By the time the homely meal was ready Mr. Talbot had returned from disposing of his horses and servants at a hostel, for whose comparative respectability Mr. Heatherthwayte had answered. The clergyman himself alone sat down to supper with his guests. He would not hear of letting either of his children do so; but while Dust-and-Ashes retired to study his tasks for the Grammar School by firelight, Oil-of-Gladness assisted Goody in waiting, in a deft and ready manner pleasant to behold.
No sooner did Mr. Talbot mention the name Cicely than Master Heatherthwayte looked up and said—"Methinks it was I who spake that name over this young lady in baptism."
"Even so," said Richard. "She knoweth all, but she hath ever been our good and dutiful daughter, for which we are the more thankful that Heaven hath given us none other maid child."
He knew Master Heatherthwayte was inclined to curiosity about other people's affairs, and therefore turned the discourse on the doings of his sons, hoping to keep him thus employed and avert all further conversation upon Cicely and the cause of the journey. The good man was most interested in Edward, only he exhorted Mr. Talbot to be careful with whom he bestowed the stripling at Cambridge, so that he might shed the pure light of the Gospel, undimmed by Popish obscurities and idolatries.

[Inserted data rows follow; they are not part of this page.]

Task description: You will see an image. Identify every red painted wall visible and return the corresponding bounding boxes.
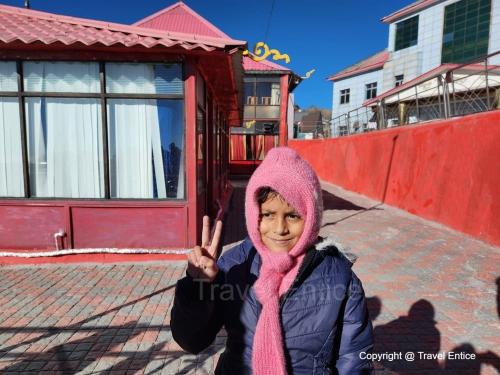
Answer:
[289,111,500,245]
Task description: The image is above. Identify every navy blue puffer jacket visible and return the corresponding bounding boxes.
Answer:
[171,239,373,375]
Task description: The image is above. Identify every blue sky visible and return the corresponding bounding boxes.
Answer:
[0,0,414,109]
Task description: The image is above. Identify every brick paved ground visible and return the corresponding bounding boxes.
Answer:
[0,182,500,375]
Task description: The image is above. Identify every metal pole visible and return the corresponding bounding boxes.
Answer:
[415,85,420,122]
[484,57,491,111]
[437,76,443,118]
[441,73,450,118]
[379,99,386,129]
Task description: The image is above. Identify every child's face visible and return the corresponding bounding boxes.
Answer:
[259,195,304,252]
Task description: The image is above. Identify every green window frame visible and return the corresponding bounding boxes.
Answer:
[394,15,419,51]
[441,0,491,64]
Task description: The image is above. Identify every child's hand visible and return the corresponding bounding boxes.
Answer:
[187,215,222,282]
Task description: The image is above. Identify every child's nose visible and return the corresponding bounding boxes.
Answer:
[274,217,288,234]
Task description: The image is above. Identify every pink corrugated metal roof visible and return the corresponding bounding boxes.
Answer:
[382,0,443,23]
[134,2,230,39]
[328,50,389,81]
[243,56,291,71]
[0,5,246,51]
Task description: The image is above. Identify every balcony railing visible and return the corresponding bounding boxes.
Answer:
[331,51,500,137]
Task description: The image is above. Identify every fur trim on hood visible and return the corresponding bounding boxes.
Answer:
[314,236,358,264]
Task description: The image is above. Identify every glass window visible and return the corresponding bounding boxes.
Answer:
[25,98,104,198]
[244,82,257,105]
[0,61,17,91]
[106,63,184,94]
[394,16,418,51]
[0,97,24,197]
[23,61,100,93]
[366,82,377,100]
[0,61,185,199]
[340,89,351,104]
[394,74,405,87]
[108,99,184,199]
[255,81,281,105]
[441,0,491,64]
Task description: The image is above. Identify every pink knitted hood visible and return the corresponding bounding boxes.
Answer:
[245,147,323,375]
[245,147,323,257]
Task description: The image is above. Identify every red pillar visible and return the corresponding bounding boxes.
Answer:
[184,59,201,247]
[279,74,289,146]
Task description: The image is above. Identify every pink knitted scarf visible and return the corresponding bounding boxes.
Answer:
[245,147,323,375]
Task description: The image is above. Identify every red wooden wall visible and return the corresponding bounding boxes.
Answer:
[289,111,500,245]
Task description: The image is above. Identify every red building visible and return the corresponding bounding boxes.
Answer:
[0,3,248,260]
[229,56,301,175]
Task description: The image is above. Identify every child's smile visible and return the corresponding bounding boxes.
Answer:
[259,195,304,252]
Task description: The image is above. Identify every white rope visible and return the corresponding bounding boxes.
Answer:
[0,248,191,258]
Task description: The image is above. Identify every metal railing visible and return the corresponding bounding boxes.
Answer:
[331,51,500,137]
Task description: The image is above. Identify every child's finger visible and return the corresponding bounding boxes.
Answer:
[192,246,203,267]
[200,256,215,269]
[201,215,210,248]
[208,220,222,258]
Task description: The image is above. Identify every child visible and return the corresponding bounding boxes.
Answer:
[171,147,373,375]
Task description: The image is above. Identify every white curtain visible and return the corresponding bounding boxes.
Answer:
[271,83,281,105]
[0,98,24,197]
[24,62,104,198]
[108,99,167,198]
[106,64,167,198]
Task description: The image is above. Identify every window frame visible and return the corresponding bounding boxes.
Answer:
[394,74,405,87]
[441,0,493,64]
[365,82,378,100]
[0,58,187,202]
[394,14,420,51]
[243,74,282,120]
[339,88,351,105]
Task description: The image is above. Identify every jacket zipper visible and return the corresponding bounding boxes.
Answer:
[279,249,316,313]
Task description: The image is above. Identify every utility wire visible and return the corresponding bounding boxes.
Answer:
[264,0,275,43]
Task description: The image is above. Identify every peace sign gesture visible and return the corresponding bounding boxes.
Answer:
[187,215,222,282]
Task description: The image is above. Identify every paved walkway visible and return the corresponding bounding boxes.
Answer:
[0,181,500,375]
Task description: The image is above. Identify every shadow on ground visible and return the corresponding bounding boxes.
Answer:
[367,296,500,375]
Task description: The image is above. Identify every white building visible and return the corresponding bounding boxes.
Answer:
[329,0,500,134]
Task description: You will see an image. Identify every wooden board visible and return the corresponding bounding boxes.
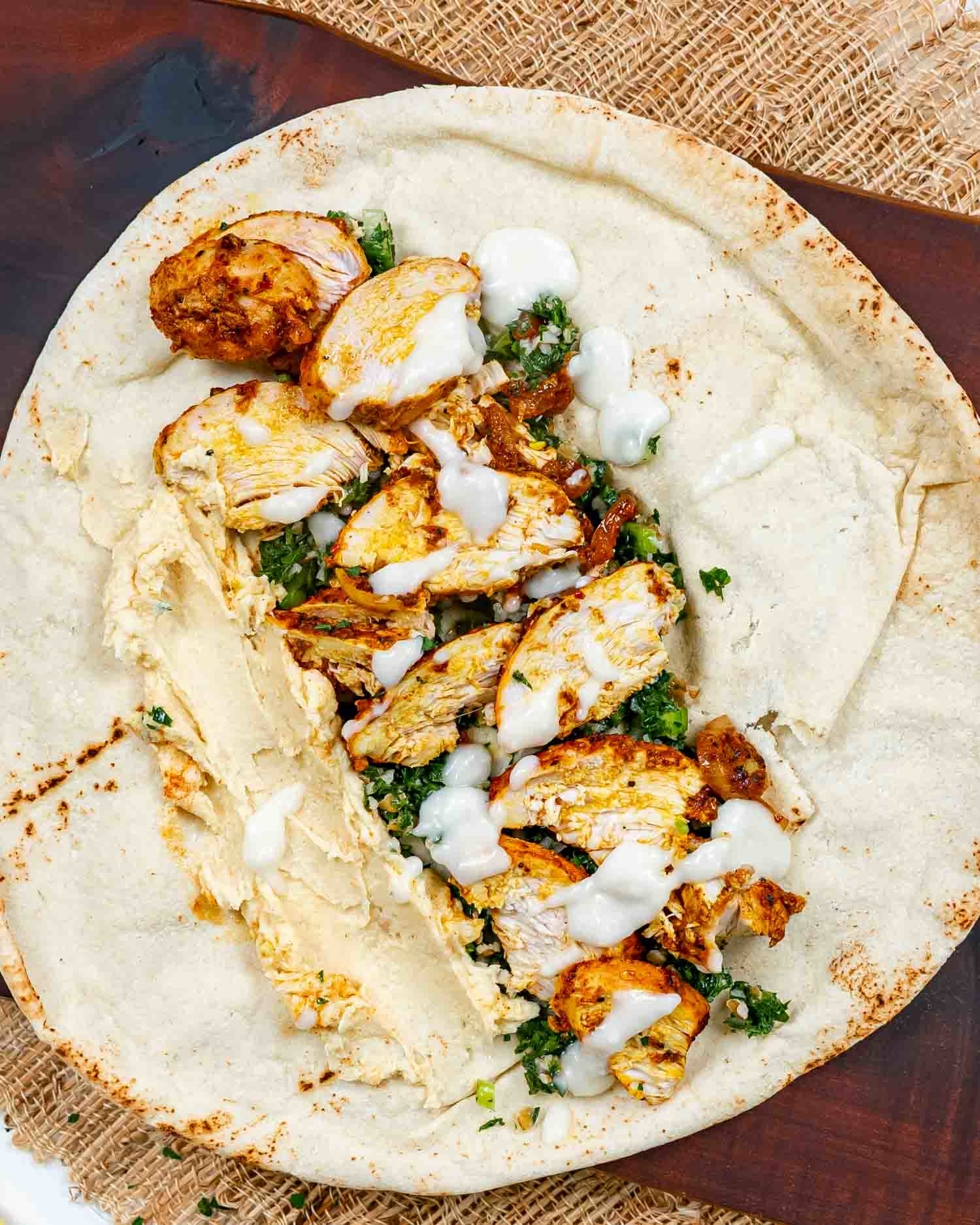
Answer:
[0,0,980,1225]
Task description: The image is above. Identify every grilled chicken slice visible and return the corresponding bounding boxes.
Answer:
[551,958,711,1105]
[333,470,585,598]
[301,259,486,429]
[459,834,642,1000]
[153,380,381,532]
[150,212,371,361]
[343,621,523,766]
[272,587,435,697]
[490,735,718,853]
[644,868,806,974]
[496,563,683,752]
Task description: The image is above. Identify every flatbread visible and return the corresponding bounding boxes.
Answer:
[0,87,980,1192]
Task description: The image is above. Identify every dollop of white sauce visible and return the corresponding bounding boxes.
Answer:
[692,425,796,497]
[391,855,425,904]
[544,800,792,948]
[542,1102,574,1144]
[371,633,425,689]
[442,745,491,787]
[306,511,344,549]
[599,387,670,468]
[473,228,578,327]
[413,787,511,885]
[497,676,561,753]
[235,417,272,447]
[409,419,510,544]
[241,783,306,874]
[329,293,486,421]
[255,486,327,523]
[368,544,458,595]
[555,991,681,1098]
[524,561,582,600]
[568,326,633,408]
[507,753,542,791]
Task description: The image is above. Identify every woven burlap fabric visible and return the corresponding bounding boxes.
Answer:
[259,0,980,212]
[0,1000,766,1225]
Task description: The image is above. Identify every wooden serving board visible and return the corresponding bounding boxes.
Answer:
[0,0,980,1225]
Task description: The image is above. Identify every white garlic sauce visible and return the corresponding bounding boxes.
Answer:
[473,228,578,327]
[368,544,458,595]
[241,783,306,875]
[329,293,486,421]
[255,486,329,523]
[691,425,796,497]
[371,633,425,689]
[545,800,792,948]
[555,991,681,1098]
[306,511,344,549]
[409,417,511,544]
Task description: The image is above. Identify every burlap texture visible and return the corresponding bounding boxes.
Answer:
[259,0,980,212]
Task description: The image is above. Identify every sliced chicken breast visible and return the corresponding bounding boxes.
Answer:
[496,563,685,752]
[490,735,718,853]
[551,958,711,1106]
[333,472,585,598]
[343,621,523,766]
[153,380,381,532]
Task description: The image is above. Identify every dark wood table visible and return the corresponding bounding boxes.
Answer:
[0,0,980,1225]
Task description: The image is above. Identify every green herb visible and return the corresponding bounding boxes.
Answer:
[515,1008,574,1093]
[359,208,395,273]
[725,980,789,1037]
[197,1196,234,1217]
[361,755,446,833]
[698,566,731,599]
[259,523,321,609]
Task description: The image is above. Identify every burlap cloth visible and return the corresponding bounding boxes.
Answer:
[0,0,980,1225]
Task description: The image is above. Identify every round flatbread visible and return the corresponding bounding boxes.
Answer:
[0,87,980,1192]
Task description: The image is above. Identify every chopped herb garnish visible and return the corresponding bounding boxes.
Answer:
[259,523,321,609]
[515,1008,574,1093]
[361,756,446,833]
[698,566,731,599]
[725,980,789,1037]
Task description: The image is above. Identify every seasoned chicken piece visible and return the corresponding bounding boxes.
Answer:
[301,259,486,429]
[644,868,806,974]
[551,958,711,1105]
[272,587,435,697]
[496,561,683,752]
[459,834,642,1000]
[150,212,371,361]
[333,472,585,598]
[343,621,523,766]
[696,714,770,800]
[490,736,718,851]
[153,380,381,532]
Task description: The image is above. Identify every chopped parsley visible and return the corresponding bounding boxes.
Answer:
[361,755,446,833]
[259,522,322,609]
[725,979,789,1037]
[698,566,731,599]
[515,1008,574,1093]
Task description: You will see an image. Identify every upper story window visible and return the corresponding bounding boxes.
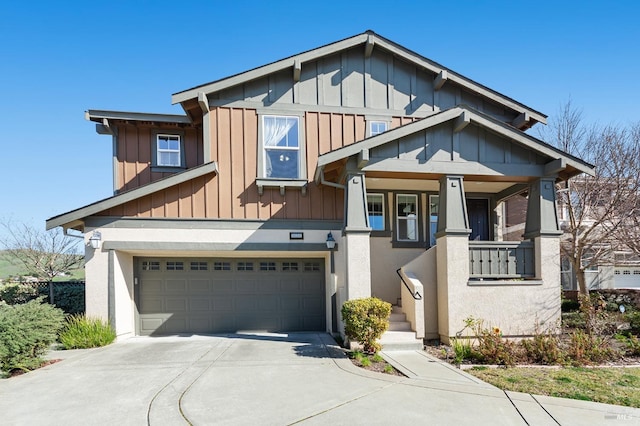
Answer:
[156,134,182,167]
[396,194,420,242]
[262,115,302,179]
[367,194,385,231]
[151,130,187,172]
[369,121,388,136]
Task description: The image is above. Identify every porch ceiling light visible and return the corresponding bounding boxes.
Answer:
[327,232,336,250]
[89,231,102,249]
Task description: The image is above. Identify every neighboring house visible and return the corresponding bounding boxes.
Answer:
[47,32,592,342]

He began on his objections to the cross in baptism and the ring in marriage, and dilated on them to his own satisfaction over the tankard of ale that was placed for him and his guest, and the apples and nuts wherewith Cicely was surreptitiously feeding Oil-of-Gladness and Dust-and-Ashes; while the old woman bustled about, and at length made her voice heard in the announcement that the chamber was ready, and the young lady was weary with travel, and it was time she was abed, and Oil likewise.
Though not very young children, Oil and Dust, at a sign from their father, knelt by his chair, and uttered their evening prayers aloud, after which he blessed and dismissed them—the boy to a shake-down in his own room, the girl to the ecstasy of assisting the guest to undress, and admiring the wonders of the very simple toilette apparatus contained in her little cloak bag.
Richard meantime was responding as best he could to the inquiries he knew would be inevitable as soon as he fell in with the Reverend Master Heatherthwayte. He was going to London in the Mastiff on some business connected with the Queen of Scots, he said.
Whereupon Mr. Heatherthwayte quoted something from the Psalms about the wicked being taken in their own pits, and devoutly hoped she would not escape this time. His uncharitableness might be excused by the fact that he viewed it as an immediate possibility that the Prince of Parma might any day enter the Humber, when he would assuredly be burnt alive, and Oil-of-Gladness exposed to the fate of the children of Haarlem.
Then he added, "I grieved to hear that you and your household were so much exposed to the witchcrafts of that same woman, sir."
"I hope she hath done them little hurt," said Richard.